Separately, methylene blue has been shown in preclinical work to reduce tau protein aggregation, a hallmark of Alzheimer's disease pathology, and to inhibit acetylcholinesterase, the enzyme that degrades acetylcholine (the neurotransmitter central to memory and attention). These additional mechanisms have spurred clinical investigation in dementia, most notably the TauRx trials, which used methylthioninium chloride (the active form of methylene blue) in patients with Alzheimer's disease and frontotemporal dementia [8]. The results of these trials were mixed, with some signals of benefit in specific patient subgroups but no clear efficacy in the primary endpoints, serving as a reminder that promising mechanisms do not always translate into clinical outcomes in complex degenerative diseases.

At the cellular level, methylene blue also appears to stimulate mitochondrial biogenesis, the process by which cells produce new mitochondria, through activation of the PGC-1alpha pathway [7]. Mitochondrial biogenesis is one of the most consistently implicated pathways in longevity research, forming the cellular basis for the anti-aging effects of exercise, caloric restriction, and compounds like NAD precursors. The possibility that methylene blue shares this pathway is intriguing, though the evidence in humans remains preliminary.

Light Sensitivity and the Photodynamic Consideration

One practical detail that is frequently overlooked in popular discussions of methylene blue is its photosensitizing property.
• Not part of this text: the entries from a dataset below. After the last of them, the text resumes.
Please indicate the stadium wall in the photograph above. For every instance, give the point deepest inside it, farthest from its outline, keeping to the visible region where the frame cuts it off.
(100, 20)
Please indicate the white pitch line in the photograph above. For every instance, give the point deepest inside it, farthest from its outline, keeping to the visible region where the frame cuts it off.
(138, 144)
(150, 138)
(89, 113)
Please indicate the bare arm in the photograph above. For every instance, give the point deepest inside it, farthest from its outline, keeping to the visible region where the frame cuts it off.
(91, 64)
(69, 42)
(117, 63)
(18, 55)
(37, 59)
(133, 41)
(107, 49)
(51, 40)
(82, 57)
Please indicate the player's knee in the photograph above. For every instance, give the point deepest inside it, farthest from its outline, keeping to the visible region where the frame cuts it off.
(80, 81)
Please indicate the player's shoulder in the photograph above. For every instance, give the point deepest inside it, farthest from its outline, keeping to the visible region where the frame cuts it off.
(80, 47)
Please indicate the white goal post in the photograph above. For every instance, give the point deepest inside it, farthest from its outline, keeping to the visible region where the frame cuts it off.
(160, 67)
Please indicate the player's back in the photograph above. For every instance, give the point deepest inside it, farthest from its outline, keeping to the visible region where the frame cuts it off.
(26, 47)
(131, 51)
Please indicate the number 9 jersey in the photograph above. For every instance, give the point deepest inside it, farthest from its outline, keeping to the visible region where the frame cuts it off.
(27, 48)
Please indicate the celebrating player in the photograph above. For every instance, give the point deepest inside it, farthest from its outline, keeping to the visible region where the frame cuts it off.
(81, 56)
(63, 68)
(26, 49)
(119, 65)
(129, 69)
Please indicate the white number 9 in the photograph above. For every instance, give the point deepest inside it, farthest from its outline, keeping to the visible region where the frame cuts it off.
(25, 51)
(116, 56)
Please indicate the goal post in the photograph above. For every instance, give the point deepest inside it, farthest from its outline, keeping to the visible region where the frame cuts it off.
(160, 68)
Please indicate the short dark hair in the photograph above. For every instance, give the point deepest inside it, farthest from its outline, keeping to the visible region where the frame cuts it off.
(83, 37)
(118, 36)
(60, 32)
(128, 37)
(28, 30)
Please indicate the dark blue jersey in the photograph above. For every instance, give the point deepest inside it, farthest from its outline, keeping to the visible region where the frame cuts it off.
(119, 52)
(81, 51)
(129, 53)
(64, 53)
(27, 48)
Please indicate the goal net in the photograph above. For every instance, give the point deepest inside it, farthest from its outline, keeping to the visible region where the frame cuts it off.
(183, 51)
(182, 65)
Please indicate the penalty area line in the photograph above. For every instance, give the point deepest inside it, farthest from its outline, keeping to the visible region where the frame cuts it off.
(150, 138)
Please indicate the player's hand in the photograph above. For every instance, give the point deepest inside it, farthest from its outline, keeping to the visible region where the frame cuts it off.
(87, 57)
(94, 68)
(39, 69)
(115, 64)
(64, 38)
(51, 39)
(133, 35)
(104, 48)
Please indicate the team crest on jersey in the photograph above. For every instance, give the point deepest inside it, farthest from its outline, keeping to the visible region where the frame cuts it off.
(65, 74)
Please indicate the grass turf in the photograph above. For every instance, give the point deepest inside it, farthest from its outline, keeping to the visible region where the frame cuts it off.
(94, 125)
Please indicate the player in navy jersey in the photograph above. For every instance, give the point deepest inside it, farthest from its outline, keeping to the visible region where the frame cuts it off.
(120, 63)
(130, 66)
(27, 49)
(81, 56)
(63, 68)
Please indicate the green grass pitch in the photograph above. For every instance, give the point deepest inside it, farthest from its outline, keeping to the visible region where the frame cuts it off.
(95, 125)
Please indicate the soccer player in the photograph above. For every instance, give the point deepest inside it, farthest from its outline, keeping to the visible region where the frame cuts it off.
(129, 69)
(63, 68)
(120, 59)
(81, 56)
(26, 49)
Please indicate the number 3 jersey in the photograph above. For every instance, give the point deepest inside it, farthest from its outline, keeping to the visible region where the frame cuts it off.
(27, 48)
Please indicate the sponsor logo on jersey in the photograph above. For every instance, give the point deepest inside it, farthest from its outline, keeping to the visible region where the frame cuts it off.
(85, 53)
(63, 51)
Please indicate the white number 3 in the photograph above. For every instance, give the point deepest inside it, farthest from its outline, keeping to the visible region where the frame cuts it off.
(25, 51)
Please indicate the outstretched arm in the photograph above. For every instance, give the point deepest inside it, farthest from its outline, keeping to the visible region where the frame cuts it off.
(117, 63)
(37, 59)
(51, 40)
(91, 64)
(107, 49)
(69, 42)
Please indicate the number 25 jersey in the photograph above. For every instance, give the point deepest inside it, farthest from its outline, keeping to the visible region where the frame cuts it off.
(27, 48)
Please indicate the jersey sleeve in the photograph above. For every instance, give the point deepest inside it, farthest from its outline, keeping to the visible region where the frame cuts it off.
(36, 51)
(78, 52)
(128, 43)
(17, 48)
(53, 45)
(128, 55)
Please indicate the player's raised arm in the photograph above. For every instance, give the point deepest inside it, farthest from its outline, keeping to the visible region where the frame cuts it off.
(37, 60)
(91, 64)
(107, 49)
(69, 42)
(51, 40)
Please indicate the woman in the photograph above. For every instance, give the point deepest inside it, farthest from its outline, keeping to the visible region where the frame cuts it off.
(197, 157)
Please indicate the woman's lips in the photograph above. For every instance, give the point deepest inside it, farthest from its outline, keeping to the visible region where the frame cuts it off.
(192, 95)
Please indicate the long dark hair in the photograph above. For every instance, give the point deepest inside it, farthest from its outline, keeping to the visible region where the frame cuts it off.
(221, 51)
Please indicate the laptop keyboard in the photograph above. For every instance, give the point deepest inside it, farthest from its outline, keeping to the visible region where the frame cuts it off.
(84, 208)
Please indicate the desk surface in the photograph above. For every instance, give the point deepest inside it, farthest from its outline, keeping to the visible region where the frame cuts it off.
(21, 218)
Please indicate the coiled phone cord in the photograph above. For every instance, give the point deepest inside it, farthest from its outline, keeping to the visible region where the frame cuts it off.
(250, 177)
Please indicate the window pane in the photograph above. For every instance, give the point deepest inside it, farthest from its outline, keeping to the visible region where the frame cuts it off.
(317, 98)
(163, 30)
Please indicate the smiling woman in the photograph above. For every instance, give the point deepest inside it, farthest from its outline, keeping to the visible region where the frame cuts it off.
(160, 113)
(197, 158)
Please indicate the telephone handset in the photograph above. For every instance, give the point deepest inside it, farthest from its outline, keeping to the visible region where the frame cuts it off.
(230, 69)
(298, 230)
Methylene blue is a photosensitizer: when activated by light, particularly light in the red wavelength range (around 650 to 670 nm), it generates reactive oxygen species including singlet oxygen. This is intentionally exploited in photodynamic therapy for certain cancers and antimicrobial applications. For individuals taking oral methylene blue, this property has a less dramatic but practically relevant implication: skin photosensitivity may be modestly increased during the period when plasma levels are elevated.

This is not a reason to avoid sunlight entirely, but it does suggest that individuals taking methylene blue, particularly at higher doses, should apply sun protection if planning prolonged outdoor exposure in the hours following a dose. It also means that direct sunlight exposure to oral MB solutions (in a transparent container, for example) can degrade the compound through photoreduction, converting the therapeutic oxidized form to the colorless reduced form. Methylene blue solutions should be stored in amber or opaque containers, away from direct light, and at room temperature or below.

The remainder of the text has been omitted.